Mitchell D. Chester, the commissioner of education who proposed the phase-in approach, told me that it just doesn't make sense to expect his high school students to suddenly meet a "college-ready" bar in order to graduate. Not when four in 10 of Massachusetts students who clear the MCAS hurdle and enroll in state colleges or universities have to take at least one remedial class.
"Our system isn't ready to deliver a college-ready education to all our students off the bat," he told me the other day, before the board voted on the phase-in plan. "I don't want to get there by having students punished by not meeting that bar."

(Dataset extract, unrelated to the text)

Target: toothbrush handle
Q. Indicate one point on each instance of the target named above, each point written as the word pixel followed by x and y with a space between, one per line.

Thank you for recognizing the significant difference between the current state requirements with cut scores identified for minimum high school graduation standards and cut scores designed to measure college and career ready. And, this is in a state that consistently out performs other states on national and international assessments. Our state has taken a different approach. Today's seventh graders will need to meet standard on the ELA and mathematics common core assessments in 2019 in order to graduate. There is an opening in the legislation, however, that allows the State Board to consider lowering the cut score - in other words if significant numbers of students don't meet the national standard, it can be lowered to survive the backlash similar to that currently being experienced in places like New York where parents and students have received scores.
So, if the cut score is lowered, are students still college and career ready in our state? Across the nation? What happens if Massachusetts and other states do the same and arrive at different cut scores?
2019 seems like a long way off, but based on what I currently know I expect that the cut score will be lowered in ours and in other states. That is if the common core is still a requirement in that year.
Though states seem to still be firmly aligned with their commitment, the push back is growing. Last Friday it was fueled by a comment from Secretary Duncan that forced a later apology.
“It’s fascinating to me that some of the pushback is coming from, sort of, white suburban moms who — all of a sudden — their child isn’t as brilliant as they thought they were and their school isn’t quite as good as they thought they were, and that’s pretty scary,”
Interesting how one test can change the context for success of a student, school, and school system.